Democratic triumph in Eastern Europe

In Russia’s ‘near neighbourhood’ (the former Soviet Union), a small but strategically important country was faced by economic decline, and even more worrying, signs of democratic erosion. Leading up to 2012 parliamentary elections, the incumbent president and his government ramped up pressure on journalists and opposition leaders to suppress the first real challenge to their party since for almost a decade from a coalition of citizens united under the leadership of a businessman and philanthropist.

The country’s president had many friends in the West, while most policymakers in Europe and America were unaware that a legitimate and democratically-minded opposition party even existed, and had never heard of its leader.

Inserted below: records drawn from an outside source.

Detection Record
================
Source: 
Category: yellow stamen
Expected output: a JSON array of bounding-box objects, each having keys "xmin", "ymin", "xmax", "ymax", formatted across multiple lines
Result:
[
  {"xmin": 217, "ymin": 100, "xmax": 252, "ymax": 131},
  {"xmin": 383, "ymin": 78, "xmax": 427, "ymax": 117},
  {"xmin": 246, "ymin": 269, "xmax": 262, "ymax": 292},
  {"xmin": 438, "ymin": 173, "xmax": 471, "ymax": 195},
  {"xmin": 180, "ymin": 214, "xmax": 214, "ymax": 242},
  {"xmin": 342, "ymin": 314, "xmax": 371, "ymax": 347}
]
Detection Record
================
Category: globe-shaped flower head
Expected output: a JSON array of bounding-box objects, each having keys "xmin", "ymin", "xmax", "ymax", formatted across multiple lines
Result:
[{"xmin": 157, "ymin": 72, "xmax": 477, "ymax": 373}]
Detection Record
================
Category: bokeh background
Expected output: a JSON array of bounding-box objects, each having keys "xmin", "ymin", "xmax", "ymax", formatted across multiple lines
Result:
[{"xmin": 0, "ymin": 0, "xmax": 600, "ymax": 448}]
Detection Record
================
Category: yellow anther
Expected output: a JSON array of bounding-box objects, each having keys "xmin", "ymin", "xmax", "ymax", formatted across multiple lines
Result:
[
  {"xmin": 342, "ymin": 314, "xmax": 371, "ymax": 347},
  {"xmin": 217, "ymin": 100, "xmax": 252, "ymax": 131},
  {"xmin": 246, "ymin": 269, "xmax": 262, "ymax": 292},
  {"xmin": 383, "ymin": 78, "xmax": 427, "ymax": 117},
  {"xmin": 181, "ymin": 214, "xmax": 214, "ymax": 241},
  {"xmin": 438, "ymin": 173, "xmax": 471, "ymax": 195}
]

The opposition party knew that in order to win the next election, they needed to raise their profile in the United States and Europe in tandem with its internal campaign. It was critical to build credibility and expose the dishonesty and poor record of incumbent rulers.


Working with public affairs consultancies in Brussels and in Washington, Sandy McLean played a Europe-wide media relations role in a fully integrated public affairs campaign. The comprehensive communications strategy targeted media, policymakers and opinion-formers throughout America, continental Europe and the UK, and secured placements in influential print, broadcast and online outlets, as well as meetings with top elected officials and diplomats. The incumbent government suddenly faced difficult questions about their economic development and human rights record, and their answers were often challenged. Inside the country, it became more difficult for the incumbent government and its allies to dampen the enthusiasm of the people for transparency, truth and change.


Defying pundit predictions that, this time, David would be crushed by Goliath, the opposition party captured a significant majority in parliamentary elections, and its leader went on to serve as Georgia’s Prime Minister for two years.